Ms. Mohammed said the Programme of Action “has never been more relevant” in the current era of urbanization, increased migration, and rising population.

“We urgently need to mobilize political and financial momentum to advance the ICPD agenda, particularly around harnessing the demographic dividend, reducing preventable maternal and child mortality and the unmet need for family planning, and eliminating violence and harmful practices against women and girls,” she said.

Rights experts highlight fundamentalist opposition

Twenty-four independent UN human rights experts are also pressing countries to reaffirm their commitments and “fulfil the ambitious commitments” made in Cairo.

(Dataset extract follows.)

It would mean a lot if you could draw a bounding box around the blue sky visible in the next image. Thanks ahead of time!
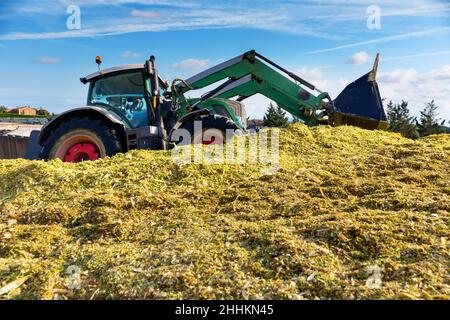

“The push back against women’s rights from religious fundamentalists and political conservatives that oppose women’s rights are particularly acute in the area of sexual and reproductive health and rights,” they said in a statement.

“Despite States’ clear human rights obligations in these areas, the strong opposition discourse seeks to retreat from the ambitions of the ICPD agenda, challenging women’s right to equality and relegating a woman’s role to only the family and procreation”.

Women’s empowerment central to sustainable development

Four years ago, world leaders meeting at the UN adopted the Sustainable Development Goals (SDGs) to create a more equitable and just world by 2030.

This will only be possible when the promise made to millions of women and girls 25 years ago is fulfilled, according to Ms. Mohammed.

“So, as we enter a Decade of Action for the delivery of the SDGs, let us seize this opportunity to build momentum and firmly integrate gender equality, women’s empowerment and women’s rights at the heart of our efforts to implement the 2030 Agenda,” she said.